Devonport, England. 8 June. This is home to me. Plymouth and Devonport is where my family have spent generations as part of a Royal Navy that stretches back to Drake and the Armada and far beyond, a Navy which has ebbed and flowed with the many tides of British history. This visit has been particularly gratifying because I had the very distinct honour of addressing officers of the Naval Service at HMS Drake on what I call strategic amphibiosity – the vital and continuing importance of Britain’s ability to exert influence at sea and on land from the sea.
Equally, there are times when I must admit the strategic illiteracy of the British political class and the terrible damage done to Britain’s strategic brand by massive and frankly ill-considered cuts to the British armed forces infuriate and depress me. And I am not alone. Last week US Secretary of Defense Ashton Carter said of Britain, “I think it’s a great loss to the world when a country of that much history and standing takes actions which seem to indicate disengagement”. This week I learn that a further £0.5bn of cuts are to be made to Britain’s armed forces. The fact that the announcement came BEFORE the 2015 Strategic Defence and Security Review (SDSR 2015) has been completed demonstrates all too clearly the refusal of government to properly consider ends, ways and means. Clearly, no real strategic assessment will be made BEFORE government decides how much it is gonig to spend, or rather not spend on defence. Thus SDSR 2015 will be yet another Treasury-led strategic pretence and impecunity review.
Worse, my visit took place against the backdrop of a new report from the House of Commons Library showing the extent of Cameron’s penchant for gesture politics and the absurdity of it. According to the report British taxpayer’s aid money is being used to subsidise the armed forces of foreign powers even whilst Britain’s armed forces are being cut. For example, between 2013 and 2014 Tanzania’s defence spending increased from $300m to $400m following receipt of £224m ($342m) of British taxpayer's money; DRC boosted defence spending from $430m to $460m following receipt of £206m ($314m); Bangladesh increased defence spending from $180m to $196m after receiving £260m ($396m). Ludicrously, India which spent $45 billion on defence in 2014, received some £292m ($445m) of British taxpayer’s money in 2012.

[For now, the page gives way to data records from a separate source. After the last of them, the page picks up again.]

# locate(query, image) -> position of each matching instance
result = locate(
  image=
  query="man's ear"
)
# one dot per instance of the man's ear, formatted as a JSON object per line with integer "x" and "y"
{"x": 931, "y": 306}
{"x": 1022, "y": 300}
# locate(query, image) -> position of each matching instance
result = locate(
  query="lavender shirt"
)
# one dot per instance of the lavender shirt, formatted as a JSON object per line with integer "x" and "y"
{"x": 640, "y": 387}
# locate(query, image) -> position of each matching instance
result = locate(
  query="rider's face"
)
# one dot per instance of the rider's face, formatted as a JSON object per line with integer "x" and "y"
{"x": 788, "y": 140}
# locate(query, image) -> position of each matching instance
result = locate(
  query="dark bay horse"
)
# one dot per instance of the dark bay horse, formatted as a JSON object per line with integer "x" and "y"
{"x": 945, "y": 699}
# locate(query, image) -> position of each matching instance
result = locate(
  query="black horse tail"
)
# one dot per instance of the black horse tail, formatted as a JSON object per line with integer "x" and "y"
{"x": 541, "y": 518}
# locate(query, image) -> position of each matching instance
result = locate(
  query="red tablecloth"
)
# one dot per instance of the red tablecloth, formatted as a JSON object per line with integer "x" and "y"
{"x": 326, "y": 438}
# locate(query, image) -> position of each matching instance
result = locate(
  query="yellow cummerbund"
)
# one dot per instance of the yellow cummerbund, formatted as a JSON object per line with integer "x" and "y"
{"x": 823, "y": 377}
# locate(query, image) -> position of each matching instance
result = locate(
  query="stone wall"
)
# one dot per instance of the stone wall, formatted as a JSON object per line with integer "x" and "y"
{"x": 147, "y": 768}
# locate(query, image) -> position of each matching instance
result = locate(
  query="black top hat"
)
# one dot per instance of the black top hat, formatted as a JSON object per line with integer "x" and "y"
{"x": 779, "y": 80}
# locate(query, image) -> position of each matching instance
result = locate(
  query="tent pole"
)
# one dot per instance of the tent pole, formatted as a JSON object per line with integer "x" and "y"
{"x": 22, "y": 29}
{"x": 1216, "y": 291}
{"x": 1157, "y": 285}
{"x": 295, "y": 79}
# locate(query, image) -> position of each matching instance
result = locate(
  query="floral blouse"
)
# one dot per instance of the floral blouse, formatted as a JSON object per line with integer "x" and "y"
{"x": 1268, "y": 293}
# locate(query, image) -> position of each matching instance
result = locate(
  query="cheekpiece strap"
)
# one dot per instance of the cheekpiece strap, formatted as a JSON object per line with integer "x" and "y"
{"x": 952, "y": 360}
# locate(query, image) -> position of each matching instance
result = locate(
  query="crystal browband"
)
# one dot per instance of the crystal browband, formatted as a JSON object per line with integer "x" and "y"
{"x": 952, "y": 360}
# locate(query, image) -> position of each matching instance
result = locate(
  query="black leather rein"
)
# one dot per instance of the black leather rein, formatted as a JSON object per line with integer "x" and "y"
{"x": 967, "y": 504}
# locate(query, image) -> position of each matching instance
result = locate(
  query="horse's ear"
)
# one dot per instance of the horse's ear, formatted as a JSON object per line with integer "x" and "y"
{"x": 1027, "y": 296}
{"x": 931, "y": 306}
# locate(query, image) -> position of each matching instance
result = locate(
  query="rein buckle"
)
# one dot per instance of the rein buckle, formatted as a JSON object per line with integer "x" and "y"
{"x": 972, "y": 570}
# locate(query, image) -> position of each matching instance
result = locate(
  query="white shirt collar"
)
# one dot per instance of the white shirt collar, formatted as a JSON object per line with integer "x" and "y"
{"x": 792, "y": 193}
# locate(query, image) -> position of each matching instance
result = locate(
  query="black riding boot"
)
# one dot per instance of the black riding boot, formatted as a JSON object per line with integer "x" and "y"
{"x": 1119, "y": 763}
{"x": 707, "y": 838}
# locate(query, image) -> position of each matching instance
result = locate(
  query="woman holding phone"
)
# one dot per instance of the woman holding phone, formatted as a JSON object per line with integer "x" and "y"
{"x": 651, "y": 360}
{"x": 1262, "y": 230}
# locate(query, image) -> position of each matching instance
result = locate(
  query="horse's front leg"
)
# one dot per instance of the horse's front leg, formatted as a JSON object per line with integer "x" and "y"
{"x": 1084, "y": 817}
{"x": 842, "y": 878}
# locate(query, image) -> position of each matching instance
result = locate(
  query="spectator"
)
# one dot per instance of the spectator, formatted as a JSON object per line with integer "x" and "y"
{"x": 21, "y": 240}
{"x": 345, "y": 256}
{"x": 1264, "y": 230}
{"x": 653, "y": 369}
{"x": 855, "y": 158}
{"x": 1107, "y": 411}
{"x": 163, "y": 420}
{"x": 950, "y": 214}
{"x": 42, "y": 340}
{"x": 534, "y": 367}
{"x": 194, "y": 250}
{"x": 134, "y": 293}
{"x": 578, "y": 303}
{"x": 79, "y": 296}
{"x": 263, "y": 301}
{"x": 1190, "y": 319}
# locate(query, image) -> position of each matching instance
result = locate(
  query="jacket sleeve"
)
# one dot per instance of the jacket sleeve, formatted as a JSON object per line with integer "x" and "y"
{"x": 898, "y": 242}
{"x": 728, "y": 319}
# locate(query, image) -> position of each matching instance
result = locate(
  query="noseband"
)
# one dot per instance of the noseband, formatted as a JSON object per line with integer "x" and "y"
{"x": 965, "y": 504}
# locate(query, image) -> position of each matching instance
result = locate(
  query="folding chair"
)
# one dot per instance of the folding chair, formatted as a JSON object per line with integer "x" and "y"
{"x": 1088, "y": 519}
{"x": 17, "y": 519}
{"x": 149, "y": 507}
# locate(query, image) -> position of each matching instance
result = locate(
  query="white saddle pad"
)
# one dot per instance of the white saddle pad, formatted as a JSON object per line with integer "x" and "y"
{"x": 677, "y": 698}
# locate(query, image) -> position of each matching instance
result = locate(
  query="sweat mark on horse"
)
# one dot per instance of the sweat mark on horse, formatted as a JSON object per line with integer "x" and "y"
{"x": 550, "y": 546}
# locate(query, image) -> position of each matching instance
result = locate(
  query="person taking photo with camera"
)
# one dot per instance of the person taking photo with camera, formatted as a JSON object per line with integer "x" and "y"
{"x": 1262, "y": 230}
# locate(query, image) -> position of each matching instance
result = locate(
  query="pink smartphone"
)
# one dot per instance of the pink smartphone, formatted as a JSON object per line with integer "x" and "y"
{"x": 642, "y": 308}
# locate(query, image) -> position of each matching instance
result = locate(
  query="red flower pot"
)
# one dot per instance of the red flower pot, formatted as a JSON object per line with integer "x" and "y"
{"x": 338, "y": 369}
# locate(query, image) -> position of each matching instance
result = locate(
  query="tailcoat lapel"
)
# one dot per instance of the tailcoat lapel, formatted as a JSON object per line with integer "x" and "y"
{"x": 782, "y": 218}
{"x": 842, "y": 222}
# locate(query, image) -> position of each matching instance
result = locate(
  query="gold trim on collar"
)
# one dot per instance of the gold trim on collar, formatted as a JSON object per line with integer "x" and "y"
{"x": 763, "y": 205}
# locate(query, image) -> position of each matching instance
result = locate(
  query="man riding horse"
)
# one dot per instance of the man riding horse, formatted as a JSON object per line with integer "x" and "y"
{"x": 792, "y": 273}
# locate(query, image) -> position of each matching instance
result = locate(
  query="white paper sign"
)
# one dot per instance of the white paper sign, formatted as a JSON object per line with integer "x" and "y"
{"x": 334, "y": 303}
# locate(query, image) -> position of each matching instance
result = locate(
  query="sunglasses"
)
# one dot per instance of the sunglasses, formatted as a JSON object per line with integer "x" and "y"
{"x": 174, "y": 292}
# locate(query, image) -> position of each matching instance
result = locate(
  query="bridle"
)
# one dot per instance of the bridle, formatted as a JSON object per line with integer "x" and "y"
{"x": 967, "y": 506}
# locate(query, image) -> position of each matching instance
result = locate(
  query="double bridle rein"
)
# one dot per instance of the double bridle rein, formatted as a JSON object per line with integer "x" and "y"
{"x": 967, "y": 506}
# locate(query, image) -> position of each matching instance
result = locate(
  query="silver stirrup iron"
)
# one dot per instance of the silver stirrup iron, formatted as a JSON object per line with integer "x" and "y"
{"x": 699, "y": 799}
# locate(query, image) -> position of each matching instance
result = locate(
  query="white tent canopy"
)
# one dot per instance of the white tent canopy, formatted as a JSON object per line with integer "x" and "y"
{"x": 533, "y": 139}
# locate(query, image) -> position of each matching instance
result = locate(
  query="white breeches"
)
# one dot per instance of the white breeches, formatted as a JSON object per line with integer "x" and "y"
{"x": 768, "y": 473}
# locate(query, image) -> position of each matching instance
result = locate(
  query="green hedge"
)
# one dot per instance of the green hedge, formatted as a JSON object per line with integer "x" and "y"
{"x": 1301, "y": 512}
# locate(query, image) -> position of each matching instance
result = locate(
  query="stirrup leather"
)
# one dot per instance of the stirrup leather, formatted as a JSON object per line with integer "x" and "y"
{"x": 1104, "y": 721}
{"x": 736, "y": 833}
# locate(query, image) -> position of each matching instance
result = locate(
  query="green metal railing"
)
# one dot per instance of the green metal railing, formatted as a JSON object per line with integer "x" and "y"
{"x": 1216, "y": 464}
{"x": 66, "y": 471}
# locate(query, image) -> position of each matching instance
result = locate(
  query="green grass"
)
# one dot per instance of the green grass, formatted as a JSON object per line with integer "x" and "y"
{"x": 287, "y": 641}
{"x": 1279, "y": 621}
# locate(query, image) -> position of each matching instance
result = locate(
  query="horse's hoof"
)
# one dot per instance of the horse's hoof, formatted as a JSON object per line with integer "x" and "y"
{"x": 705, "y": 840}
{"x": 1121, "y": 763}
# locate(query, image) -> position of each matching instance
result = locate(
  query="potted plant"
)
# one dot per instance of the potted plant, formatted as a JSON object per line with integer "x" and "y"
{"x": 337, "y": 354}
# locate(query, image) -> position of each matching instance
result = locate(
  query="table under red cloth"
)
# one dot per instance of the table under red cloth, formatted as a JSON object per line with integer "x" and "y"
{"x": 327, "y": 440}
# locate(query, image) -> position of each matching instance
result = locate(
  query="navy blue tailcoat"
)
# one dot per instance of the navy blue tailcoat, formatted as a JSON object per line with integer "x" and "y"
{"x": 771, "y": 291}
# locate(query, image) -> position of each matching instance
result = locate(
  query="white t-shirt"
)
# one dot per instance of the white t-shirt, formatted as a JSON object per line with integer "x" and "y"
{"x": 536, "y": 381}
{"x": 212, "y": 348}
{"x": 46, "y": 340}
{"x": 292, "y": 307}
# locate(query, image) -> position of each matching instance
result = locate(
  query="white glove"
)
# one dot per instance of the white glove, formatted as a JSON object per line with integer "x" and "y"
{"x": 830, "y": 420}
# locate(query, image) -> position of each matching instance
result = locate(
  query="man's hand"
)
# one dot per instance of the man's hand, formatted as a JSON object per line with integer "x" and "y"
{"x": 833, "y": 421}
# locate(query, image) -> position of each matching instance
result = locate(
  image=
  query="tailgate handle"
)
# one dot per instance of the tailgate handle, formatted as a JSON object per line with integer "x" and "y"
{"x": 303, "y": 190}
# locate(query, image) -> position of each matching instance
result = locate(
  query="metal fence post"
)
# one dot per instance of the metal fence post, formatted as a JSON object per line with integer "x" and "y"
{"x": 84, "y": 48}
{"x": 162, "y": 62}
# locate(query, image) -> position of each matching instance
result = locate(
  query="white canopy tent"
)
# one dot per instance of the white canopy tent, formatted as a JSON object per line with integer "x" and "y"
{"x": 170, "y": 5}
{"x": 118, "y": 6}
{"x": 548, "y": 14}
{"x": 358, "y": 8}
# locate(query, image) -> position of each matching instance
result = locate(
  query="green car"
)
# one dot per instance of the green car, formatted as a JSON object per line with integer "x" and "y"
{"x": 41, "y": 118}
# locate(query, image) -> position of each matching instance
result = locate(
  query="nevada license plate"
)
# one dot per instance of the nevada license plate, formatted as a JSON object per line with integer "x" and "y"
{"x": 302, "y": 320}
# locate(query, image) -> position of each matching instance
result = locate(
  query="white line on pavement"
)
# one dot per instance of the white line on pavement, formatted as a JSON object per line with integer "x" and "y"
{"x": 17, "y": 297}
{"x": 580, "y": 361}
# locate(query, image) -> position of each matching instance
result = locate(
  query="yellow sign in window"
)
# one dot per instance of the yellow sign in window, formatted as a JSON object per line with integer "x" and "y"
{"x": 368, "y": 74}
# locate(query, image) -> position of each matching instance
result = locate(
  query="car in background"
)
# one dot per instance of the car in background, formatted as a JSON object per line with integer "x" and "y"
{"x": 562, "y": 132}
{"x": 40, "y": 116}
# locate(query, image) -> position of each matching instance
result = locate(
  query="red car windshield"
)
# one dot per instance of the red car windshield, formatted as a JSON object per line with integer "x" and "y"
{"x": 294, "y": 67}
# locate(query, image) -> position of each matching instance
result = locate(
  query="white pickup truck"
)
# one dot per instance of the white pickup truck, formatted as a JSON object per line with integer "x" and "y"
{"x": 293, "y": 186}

In spite of all that my visit to Colonel Graeme Armour and his team at 1 Assault Group Royal Marines (1 AGRM) was all the more gratifying. Rather than accept the decline implicit in government cuts the Royal Marines have instead championed innovation as a way to maintain their world-renowned reputation for military excellence. Indeed, 1 AGRM’s new base struck me as the very epitome of the radical, elite future British force that London must fashion. First, 1 AGRM is determined to maintain its warfighting edge. Second, 1 AGRM is committed to acting as a core or hub force at the heart of coalitions. Third, 1 AGRM is predicated on deep jointness with the Army, the Royal Air Force and, indeed, across government and the wider civilian sector. Fourth, 1 AGRM is agile enough to look to cheaper civilian solutions when the military bespoke solution is either too expensive or simply unavailable.
Future conflict will either involve large, clunky state forces with immense destructive power or small, fanatical, non-state forces with possible access to immense destructive power. Therefore, the ability of agile, state forces to interdict and disrupt danger will be at a premium. That is precisely the purpose of 1 AGRM and the wider Royal Marines. Indeed, the Royal Marines are living proof that as London abandons mass in favour of elite manoeuvre by investing in Special Forces and specialised forces Britain can continue to ‘punch above its military weight’.
Such a vision implies an intelligent defence strategy that enshrines at its heart the concept of a British force able to act as an intelligent, command hub. Such a role will be vital not just for Britain but also for the NATO alliance and indeed coalitions of allies and partners the world over. However, if such a vision is to be realised London must abandon its short-termist tendency to use a small force as if it is still a big one. London continually hives off officers for this mission or that in support of Cameron’s gesture politics in place of sound strategy. Consequently, all-important training and exercising are constantly being undermined.
On Thursday I witnessed a real effort to create a new thinking British force that is both agile and smart – a kind of military Turing Machine that whilst small is able to operate within and across the seven domains of future conflict – air, sea, land, space, cyber, information and knowledge. The Royal Marines are 351 years old this year. Far from being a legacy force the Royal Marines are very much a force for the future. My sincere hope is that those responsible in London can peer beyond the intellectual trenches of their strategic illiteracy and recognise just what a vital role the Royal Marines and indeed all of Britain’s future force must and can play in what is fast becoming a very dangerous world. A big, dangerous world that needs a big-thinking Britain, not Little Britain.
The motto of the Royal Marines is Per Mare, Per Terram – by sea, by land. Let me paraphrase that – by sea, by land…and everywhere in between and beyond. Her Majesty’s Royal Marines – making Britain disengagement proof!